BY VICKI WOOD
OAKVILLE, ON–There’s been less talk about mail order pharmacy in Canada since outspoken former MediTrust Healthcare Services Inc. chairman Norman Paul sold his company to Pharma Plus Drugmarts Ltd. one year ago. But that silence doesn’t indicate inactivity; in fact, mail order pharmacy has been quietly charting its course in the Canadian market.
IMS Canada statistics for 1998 (the latest year for which data are available) estimate that mail order accounts for less than 1% of the $6.3 million in prescription drugs sold through Canadian pharmacies.
Three mail order pharmacies now serve Canadian consumers. MediTrust and Pharmex Direct, both established in 1992, are operating under new ownership. MediTrust, which was acquired by Pharma Plus in January, 1999, is still the country’s only nationally-licensed mail order pharmacy, serving all provinces and territories. Pharmex, bought in late 1998 by two ex-employees of former owner FoxMeyer Canada, serves only the Ontario market. And in the spring of 1999, Wal-Mart Canada added the PriorityScript prescription delivery service to its PartnersPlus program.
None of the three companies would reveal sales figures or prescription volumes.
The situation at MediTrust is basically “status quo,” says Norm Puhl, president and general manager at Pharma Plus. “We are continuing to market MediTrust to corporations, and continuing to service our existing customers,” says Puhl.
He sees the mail order business as “another way in which we can exceed customers’ expectations.
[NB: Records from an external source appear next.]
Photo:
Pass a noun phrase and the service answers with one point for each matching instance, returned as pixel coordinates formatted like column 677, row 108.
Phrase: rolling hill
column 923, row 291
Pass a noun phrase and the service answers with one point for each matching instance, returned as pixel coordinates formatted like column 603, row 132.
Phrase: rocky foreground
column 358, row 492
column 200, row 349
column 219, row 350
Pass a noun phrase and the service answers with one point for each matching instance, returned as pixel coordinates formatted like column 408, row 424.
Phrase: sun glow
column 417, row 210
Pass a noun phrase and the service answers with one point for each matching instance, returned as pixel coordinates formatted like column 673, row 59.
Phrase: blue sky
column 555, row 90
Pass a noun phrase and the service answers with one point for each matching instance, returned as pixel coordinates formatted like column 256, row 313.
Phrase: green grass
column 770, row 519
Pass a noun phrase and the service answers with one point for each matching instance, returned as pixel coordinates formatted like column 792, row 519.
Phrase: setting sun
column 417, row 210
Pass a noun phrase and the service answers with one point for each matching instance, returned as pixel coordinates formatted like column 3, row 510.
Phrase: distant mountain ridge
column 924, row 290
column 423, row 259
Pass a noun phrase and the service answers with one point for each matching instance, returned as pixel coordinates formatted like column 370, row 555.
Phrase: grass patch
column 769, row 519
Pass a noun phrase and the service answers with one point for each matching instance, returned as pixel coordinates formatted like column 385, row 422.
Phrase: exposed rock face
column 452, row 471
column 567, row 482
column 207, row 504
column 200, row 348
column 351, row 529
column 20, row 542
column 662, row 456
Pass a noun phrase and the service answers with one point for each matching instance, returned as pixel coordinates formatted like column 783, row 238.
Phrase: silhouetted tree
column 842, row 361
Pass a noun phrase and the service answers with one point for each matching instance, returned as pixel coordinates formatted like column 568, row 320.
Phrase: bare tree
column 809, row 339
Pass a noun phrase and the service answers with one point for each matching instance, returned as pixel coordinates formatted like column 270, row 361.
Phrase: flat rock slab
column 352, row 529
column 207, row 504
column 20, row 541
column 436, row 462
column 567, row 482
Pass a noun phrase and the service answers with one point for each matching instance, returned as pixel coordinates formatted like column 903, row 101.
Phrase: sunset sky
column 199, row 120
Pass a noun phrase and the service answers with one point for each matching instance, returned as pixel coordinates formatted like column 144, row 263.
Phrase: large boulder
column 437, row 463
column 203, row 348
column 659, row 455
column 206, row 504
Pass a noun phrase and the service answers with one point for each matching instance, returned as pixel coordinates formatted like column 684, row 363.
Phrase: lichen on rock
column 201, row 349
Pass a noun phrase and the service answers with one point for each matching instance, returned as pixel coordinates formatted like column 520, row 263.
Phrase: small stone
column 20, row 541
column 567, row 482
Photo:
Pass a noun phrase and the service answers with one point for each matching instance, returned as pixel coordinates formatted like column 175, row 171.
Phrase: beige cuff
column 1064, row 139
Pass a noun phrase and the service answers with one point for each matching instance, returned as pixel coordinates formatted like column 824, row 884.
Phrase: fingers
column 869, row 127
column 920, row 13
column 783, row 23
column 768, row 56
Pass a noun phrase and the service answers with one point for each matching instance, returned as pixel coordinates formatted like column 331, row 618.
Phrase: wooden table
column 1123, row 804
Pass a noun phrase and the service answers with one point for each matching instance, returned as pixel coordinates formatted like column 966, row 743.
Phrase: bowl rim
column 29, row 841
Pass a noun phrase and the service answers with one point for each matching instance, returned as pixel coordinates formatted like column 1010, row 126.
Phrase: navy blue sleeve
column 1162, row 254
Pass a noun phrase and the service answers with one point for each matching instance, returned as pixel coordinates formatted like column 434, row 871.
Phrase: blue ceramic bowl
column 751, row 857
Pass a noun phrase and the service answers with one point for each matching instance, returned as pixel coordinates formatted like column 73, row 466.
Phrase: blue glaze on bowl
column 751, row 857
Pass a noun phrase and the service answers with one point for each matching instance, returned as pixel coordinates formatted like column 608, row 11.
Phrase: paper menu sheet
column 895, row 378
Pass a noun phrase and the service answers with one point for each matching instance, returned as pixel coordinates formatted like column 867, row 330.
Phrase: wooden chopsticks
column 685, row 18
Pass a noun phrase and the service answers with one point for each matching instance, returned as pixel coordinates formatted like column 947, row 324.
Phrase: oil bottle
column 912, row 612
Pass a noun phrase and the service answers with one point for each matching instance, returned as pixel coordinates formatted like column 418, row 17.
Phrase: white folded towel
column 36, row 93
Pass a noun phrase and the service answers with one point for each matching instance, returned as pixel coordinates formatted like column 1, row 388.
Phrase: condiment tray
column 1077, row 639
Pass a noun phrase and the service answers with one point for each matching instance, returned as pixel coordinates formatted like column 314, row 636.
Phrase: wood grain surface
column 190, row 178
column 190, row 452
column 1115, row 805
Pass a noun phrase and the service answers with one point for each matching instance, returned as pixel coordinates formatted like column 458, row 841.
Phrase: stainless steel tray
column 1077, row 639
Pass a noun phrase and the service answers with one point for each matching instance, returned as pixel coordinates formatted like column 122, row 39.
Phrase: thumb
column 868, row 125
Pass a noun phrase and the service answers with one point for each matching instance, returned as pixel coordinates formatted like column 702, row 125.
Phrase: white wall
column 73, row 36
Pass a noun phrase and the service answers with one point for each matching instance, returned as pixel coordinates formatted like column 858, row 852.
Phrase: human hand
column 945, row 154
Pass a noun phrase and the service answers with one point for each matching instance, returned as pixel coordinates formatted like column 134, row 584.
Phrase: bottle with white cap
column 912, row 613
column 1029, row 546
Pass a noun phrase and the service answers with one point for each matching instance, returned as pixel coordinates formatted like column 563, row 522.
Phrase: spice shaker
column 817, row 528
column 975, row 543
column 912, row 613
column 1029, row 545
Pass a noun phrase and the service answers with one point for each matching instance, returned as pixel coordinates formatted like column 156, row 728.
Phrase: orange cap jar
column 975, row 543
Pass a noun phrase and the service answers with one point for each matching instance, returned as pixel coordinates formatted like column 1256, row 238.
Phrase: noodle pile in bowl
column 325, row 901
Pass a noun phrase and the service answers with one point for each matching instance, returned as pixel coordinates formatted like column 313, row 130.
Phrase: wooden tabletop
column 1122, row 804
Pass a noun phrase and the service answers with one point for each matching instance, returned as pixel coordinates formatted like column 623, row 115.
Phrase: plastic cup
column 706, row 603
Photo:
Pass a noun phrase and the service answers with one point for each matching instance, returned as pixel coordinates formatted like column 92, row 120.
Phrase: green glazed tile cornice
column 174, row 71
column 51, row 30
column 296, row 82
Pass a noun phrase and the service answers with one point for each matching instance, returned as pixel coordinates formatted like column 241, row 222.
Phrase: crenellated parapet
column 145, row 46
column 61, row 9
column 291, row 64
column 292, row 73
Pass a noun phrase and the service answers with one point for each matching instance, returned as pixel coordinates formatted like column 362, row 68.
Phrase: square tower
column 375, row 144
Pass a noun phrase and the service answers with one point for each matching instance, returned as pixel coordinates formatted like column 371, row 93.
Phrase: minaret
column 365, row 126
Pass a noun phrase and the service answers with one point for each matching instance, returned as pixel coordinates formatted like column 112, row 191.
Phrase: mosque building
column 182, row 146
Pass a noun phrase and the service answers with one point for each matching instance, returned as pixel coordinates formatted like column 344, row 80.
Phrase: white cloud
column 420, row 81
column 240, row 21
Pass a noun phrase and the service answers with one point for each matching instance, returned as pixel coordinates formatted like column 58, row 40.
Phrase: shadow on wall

It’s an extension of our delivery system,” he says, and a logical next step to follow the delivery services offered by community pharmacists in the past.
At Wal-Mart, mail order is being marketed to corporate plan sponsors as an option for employees in remote locations who are on maintenance medications, says Peter Miceli, manager of pharmacy business development. The company has no intention of promoting mail order service over its in-store pharmacies. “We’re a pharmacy chain, and the ideal is to have the patient come into the store, and purchase the items from a pharmacist,” he says.
Convenience and low cost are the selling points at Oakville, Ontario-based Pharmex Direct, which promotes mail order pharmacy to employers in Ontario and also serves as the dispensary for Wal-Mart’s PriorityScript service. “Employers are reluctant to mandate the use of mail order pharmacy, nor should they,” says president and C.E.O. Thomas Holloway. Still, some companies are capping prescription fee reimbursement at $5, or deciding that they will only pay the ingredient cost of prescriptions. Those policies make both Pharmex Direct’s and PriorityScript’s $5 fee and single fee on 90-day supplies of maintenance medications extremely attractive to employees, says Holloway.
“Where we see mail order pharmacy taking off is for special patient programs, on the maintenance medication side,” says Denise Balch, a consultant with Managed Care Health Group (MCHG) in Burlington, Ontario. She cites a current trial prescription and patient compliance program for patients with benign prostate hyperplasia which MCHG is coordinating for a pharmaceutical company. Patients see their physician for the initial prescription and receive counselling and followup from MCHG’s staff consultant pharmacists. The maintenance portion of the drug therapy is delivered via a mail order pharmacy. The benefit of using mail order in such a program, says Balch, is “consistency. In a national program such as this, we can use a single pharmacy for patients who are geographically distant, and be guaranteed a consistent level of service to each participant.”
Cost is also a consideration, Balch admits. “With mail order, there’s the guarantee of a consistently low markup, and a fair and reasonable fee.”